My guidebook reminds me that Wu Dang Shan is famous for being the birthplace of Tai Chi and also an important centre of Taoism.

Many of the signs that we encountered along the way refer to the emporer who was first interested in the rocks here as having cultivated himself here for over 40 years.  Eventually, feeling sufficiently cultivated, he jumped off one of the more precipitous rocks (There's a picture of it below) and flew up to the top peak (that's the highest of the one's above.  Having acheived this feat he decided that he was ready to become Emperor proper and left for the capital.

We didn't have enough time to cultivate ourselves enough to feel safe doing the same thing, so we climbed to the top instead.  I have yet to go to a Chinese tourist attraction that does not involve several hundred often very steep steps.  Wu Dang Shan is certainly no exception.

This is also the first time I've seen wild monkeys since I went to Gibraltar when I was five or six years old.

The trip was organised by our ever-attentive university.  The weekend including 8 hour, overnight train journey there and back, hotel for the night, food for the weekend, entrance and guide came to the excessively reasonable price of 50 quid;  and that's before you take off the university subsidy.

 

The first part of the trip was along a river bank up to a cliff face.  We passed a very large gathering of monkeys who were very happy to let us snap them whilst we fed them monkey nuts (Why do they call them that?)

The only problem was that it had been raining for three days solid prior to our arrival and the river was somewhat higher than normal.

Infact, the stepping stones that should have carried us clear of the water were up to a foot and a half under it.  Our guide offered us the chance to head back or take our shoes and socks off and carry on.

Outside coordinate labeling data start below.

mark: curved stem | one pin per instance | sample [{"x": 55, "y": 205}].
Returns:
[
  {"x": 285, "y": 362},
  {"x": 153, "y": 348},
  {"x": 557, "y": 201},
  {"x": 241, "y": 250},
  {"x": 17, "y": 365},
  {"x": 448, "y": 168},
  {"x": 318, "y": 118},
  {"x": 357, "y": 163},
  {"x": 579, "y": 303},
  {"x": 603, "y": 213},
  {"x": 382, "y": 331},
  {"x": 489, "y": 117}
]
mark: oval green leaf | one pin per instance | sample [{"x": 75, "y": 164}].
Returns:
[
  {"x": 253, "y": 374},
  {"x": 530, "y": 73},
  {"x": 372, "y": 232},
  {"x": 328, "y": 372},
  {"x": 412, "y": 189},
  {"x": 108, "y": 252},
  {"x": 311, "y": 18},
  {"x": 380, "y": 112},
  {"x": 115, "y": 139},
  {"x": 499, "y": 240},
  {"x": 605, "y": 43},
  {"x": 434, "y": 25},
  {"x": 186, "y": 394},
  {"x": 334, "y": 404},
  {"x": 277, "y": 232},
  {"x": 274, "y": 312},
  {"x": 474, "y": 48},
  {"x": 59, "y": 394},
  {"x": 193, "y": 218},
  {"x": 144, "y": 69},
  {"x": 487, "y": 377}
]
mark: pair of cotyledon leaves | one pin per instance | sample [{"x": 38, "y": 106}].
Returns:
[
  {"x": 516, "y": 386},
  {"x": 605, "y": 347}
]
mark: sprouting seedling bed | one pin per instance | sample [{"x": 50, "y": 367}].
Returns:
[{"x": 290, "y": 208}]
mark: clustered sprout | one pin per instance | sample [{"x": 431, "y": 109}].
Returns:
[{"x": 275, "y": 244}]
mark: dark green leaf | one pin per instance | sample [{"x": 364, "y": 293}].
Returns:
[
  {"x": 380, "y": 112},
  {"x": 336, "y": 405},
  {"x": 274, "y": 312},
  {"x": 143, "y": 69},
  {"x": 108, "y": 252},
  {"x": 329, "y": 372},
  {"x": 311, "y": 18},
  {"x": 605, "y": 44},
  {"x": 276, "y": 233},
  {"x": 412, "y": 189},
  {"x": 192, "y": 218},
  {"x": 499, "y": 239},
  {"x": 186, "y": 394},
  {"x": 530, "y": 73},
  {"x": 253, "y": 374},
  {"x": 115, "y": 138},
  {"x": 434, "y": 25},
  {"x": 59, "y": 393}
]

I'm glad we decided to carry on, because as we made our way through the fast flowing mountain stream, and then up the cliff at the other end, I began to feel like Indiana Jones.  There was even a rope bridge for the obligatory 'pretending to cut the rope' scene at the end of the second film.  The Harrison Ford feeling was especially intense when we reached to top and came across a little ruined temple that had all the hall marks of being the final resting place of the Cup of the last covenant.  Joseph of Arimathea didn't show though, so after taking a few snaps we went down again and did the whole walking-through-the-river thing the other way.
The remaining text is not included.